How do I tokenize a text file

Asked Aug 24 '18 at 10:17

Active Aug 24 '18 at 12:47

Viewed 207 times

I am trying to perform text analytics on the following text file. The code I have written to tokenize this text after importing it is:

my_data <- read.delim("5KjlUO.txt")
library(tokenizers)
library(SnowballC)
tokenize_words(my_data$ACT.I)
tokenize_words(my_data)

I am getting the following error:

Error in check_input(x) : Input must be a character vector of any length or a list of character vectors, each of which has a length of 1.

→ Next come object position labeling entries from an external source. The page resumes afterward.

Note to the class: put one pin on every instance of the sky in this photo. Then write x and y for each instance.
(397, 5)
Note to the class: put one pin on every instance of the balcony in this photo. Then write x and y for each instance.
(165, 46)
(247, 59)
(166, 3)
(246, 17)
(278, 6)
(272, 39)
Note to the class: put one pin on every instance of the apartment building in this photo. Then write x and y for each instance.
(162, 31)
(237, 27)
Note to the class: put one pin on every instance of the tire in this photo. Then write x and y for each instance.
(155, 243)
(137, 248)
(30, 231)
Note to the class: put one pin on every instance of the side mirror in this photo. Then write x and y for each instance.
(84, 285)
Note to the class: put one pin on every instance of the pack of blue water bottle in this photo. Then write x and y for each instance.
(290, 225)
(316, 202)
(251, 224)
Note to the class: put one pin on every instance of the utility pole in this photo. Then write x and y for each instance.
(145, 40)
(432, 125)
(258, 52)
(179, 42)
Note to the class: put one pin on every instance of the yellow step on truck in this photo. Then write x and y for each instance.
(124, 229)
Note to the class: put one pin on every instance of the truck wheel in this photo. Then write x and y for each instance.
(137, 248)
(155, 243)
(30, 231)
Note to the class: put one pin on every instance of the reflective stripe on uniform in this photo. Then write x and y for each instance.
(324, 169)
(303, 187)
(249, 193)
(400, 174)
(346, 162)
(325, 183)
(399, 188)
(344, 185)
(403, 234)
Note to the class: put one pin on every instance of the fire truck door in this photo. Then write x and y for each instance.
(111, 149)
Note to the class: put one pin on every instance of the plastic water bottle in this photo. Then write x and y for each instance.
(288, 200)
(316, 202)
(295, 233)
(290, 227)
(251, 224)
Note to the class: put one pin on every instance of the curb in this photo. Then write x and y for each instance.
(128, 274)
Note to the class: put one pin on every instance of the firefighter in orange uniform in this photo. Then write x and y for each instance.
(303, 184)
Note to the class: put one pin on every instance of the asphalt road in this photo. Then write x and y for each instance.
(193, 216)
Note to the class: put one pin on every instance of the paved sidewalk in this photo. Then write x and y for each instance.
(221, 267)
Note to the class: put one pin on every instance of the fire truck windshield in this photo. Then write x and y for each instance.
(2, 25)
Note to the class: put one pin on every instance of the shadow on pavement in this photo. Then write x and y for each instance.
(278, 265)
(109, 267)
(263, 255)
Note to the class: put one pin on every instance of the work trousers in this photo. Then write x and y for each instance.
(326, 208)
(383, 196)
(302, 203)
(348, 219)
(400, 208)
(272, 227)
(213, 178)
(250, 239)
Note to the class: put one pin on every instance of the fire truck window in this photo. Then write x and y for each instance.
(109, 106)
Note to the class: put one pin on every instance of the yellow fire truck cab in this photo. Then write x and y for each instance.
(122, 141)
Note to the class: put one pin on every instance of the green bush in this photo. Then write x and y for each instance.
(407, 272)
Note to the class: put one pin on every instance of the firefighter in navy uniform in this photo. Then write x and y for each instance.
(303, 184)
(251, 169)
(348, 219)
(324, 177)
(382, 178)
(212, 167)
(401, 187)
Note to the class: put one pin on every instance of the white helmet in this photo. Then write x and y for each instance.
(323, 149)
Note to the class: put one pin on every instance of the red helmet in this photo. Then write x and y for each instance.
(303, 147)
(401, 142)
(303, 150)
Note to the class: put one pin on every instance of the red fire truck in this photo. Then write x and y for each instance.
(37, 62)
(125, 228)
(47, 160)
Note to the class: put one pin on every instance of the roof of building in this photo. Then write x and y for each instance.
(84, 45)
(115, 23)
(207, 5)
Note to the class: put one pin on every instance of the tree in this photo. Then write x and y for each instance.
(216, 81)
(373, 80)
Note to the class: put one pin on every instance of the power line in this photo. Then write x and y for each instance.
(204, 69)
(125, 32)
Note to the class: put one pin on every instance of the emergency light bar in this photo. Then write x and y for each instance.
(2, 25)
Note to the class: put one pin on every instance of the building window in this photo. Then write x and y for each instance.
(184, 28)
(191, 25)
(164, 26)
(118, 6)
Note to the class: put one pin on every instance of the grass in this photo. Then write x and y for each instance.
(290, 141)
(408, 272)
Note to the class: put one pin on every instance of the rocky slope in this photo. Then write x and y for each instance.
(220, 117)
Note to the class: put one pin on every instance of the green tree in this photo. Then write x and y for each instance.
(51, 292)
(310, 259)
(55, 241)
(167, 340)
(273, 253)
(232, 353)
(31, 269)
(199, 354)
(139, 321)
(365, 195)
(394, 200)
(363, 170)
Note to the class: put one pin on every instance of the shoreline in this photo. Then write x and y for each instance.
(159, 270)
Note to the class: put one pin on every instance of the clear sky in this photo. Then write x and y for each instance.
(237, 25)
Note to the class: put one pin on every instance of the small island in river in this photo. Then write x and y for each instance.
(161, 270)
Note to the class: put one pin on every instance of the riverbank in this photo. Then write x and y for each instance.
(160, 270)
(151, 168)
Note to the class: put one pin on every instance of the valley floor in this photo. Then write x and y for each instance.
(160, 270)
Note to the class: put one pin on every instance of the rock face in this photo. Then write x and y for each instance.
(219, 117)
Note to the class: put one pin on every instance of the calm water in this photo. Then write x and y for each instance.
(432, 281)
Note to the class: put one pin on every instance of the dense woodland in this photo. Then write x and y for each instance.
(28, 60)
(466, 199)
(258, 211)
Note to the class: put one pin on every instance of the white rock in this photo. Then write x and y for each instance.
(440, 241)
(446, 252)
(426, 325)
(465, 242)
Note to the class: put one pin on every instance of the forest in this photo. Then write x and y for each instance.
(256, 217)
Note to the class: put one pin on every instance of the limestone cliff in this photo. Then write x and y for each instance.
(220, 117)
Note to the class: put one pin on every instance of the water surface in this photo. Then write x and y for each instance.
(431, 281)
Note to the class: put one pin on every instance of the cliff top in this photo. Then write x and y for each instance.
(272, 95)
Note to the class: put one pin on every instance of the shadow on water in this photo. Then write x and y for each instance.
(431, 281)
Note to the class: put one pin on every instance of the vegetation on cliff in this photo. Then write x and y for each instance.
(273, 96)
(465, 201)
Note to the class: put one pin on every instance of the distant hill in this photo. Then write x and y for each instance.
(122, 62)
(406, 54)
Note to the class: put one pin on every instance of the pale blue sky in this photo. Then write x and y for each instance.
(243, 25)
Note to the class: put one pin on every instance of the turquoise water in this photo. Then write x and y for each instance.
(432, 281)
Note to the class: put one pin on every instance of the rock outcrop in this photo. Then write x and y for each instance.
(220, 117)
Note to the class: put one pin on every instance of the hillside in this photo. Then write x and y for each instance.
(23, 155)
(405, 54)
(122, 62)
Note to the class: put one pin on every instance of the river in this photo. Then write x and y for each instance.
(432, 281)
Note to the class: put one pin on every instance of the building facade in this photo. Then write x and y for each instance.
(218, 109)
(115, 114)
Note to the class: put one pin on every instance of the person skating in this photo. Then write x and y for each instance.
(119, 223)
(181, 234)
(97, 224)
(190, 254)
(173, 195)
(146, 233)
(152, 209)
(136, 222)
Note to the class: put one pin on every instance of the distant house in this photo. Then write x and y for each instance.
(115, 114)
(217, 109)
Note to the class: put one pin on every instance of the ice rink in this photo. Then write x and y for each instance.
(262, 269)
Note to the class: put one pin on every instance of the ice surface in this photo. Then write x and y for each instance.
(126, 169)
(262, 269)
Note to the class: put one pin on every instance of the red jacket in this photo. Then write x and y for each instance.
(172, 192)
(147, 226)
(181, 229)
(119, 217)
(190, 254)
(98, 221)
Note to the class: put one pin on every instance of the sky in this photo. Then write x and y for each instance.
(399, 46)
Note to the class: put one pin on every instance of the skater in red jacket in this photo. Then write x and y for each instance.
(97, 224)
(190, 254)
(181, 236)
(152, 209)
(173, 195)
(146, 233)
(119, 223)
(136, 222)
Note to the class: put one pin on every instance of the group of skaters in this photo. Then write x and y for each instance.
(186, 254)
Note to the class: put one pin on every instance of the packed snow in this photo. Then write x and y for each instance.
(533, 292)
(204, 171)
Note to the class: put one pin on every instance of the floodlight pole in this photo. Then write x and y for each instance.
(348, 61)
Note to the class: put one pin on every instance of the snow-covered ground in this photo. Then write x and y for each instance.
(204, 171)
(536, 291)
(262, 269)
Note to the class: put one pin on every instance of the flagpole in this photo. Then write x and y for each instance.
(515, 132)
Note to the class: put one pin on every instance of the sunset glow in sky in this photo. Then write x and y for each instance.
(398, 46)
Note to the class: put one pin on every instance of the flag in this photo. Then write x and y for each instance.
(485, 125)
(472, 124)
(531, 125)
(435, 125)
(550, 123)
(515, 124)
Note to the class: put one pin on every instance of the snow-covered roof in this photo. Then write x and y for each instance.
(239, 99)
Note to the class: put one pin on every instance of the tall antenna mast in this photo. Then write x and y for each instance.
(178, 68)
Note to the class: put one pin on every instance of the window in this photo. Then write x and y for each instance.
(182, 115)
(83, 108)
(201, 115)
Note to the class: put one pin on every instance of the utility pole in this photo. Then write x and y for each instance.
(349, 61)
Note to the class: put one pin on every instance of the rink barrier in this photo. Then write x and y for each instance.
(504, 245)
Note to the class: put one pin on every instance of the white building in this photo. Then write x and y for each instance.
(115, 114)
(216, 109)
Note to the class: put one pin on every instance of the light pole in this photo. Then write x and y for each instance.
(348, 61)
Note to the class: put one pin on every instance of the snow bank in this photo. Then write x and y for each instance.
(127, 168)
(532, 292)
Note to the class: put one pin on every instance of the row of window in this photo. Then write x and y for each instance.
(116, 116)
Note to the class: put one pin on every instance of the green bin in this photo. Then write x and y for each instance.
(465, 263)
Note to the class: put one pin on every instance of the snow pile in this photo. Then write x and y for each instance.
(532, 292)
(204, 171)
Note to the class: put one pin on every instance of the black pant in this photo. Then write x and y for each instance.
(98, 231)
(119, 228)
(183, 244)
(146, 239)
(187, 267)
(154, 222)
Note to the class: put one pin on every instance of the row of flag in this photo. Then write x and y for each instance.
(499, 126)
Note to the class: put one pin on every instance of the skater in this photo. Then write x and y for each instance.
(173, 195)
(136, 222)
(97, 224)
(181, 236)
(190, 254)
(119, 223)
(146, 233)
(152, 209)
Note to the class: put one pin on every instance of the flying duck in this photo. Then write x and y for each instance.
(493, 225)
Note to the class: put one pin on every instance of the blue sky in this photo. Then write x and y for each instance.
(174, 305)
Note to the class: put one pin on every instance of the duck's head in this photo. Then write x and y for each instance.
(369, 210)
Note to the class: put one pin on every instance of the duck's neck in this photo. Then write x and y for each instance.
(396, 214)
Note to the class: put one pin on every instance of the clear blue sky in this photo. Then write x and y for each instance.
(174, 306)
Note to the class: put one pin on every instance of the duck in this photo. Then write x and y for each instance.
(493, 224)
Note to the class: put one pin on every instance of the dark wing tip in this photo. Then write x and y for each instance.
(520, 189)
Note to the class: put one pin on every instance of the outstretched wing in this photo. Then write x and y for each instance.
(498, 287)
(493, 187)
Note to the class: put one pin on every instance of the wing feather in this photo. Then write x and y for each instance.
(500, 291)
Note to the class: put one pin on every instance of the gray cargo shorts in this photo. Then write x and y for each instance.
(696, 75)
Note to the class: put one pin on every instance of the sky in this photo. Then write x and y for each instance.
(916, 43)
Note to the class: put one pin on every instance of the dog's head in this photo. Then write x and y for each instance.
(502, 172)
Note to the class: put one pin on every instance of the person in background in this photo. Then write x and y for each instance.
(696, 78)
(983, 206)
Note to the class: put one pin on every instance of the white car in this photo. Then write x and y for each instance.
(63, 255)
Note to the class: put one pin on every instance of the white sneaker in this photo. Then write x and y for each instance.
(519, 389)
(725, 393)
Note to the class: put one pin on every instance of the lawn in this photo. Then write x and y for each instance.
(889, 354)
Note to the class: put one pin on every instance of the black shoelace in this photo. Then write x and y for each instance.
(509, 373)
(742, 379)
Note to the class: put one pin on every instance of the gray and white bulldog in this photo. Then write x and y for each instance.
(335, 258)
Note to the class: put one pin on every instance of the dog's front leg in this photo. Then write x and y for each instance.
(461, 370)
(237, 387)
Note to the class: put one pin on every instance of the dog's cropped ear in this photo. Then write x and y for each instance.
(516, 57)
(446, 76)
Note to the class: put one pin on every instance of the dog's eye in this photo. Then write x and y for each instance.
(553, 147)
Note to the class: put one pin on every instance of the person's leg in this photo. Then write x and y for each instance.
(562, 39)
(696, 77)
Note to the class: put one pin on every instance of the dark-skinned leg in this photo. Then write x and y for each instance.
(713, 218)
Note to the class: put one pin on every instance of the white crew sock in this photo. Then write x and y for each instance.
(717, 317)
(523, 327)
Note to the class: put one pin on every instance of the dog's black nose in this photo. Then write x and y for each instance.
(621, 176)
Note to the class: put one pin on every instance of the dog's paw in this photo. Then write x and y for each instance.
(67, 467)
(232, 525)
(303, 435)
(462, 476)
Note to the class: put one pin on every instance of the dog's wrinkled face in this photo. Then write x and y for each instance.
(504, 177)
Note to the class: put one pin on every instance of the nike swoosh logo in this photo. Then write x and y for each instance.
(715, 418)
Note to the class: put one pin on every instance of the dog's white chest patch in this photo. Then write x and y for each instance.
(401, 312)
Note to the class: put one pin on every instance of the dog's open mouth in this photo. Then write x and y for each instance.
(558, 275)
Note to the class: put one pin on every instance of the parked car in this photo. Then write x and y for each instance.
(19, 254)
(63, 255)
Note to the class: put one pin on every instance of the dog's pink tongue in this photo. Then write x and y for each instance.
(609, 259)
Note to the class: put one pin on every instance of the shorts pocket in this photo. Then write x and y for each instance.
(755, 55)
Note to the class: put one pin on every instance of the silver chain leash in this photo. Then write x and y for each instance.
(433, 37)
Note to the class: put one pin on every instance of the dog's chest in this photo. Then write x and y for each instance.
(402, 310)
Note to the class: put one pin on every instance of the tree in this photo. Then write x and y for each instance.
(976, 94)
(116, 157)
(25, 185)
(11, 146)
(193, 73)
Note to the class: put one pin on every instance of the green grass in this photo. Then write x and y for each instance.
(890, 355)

Can someone help me resolve this issue.

edited Aug 24 '18 at 12:47

Terru_theTerror

asked Aug 24 '18 at 10:17

Anmol

1

Please tag your programming language ([tag:r]?), so people who have experience with it will be alerted to your question; and also note that we prefer any text to be actually text, not images. – Amadan Aug 24 '18 at 10:22
2

Make your text available outside of kaggle. Not everyone has an account / wants to go through the hassle of downloading the file from kaggle. Check this post on how to make a [reproducible example](http://stackoverflow.com/questions/5963269/how-to-make-a-great-r-reproducible-example). – phiver Aug 24 '18 at 11:40
1

What does `class(my_data$ACT.I)` return? Are you sure it's a character vector. If you used `read.delim()` like that it's probably a factor variable. Try tokenize_words(as.character(my_data$ACT.I))`. – MrFlick Aug 24 '18 at 14:58

0 Answers0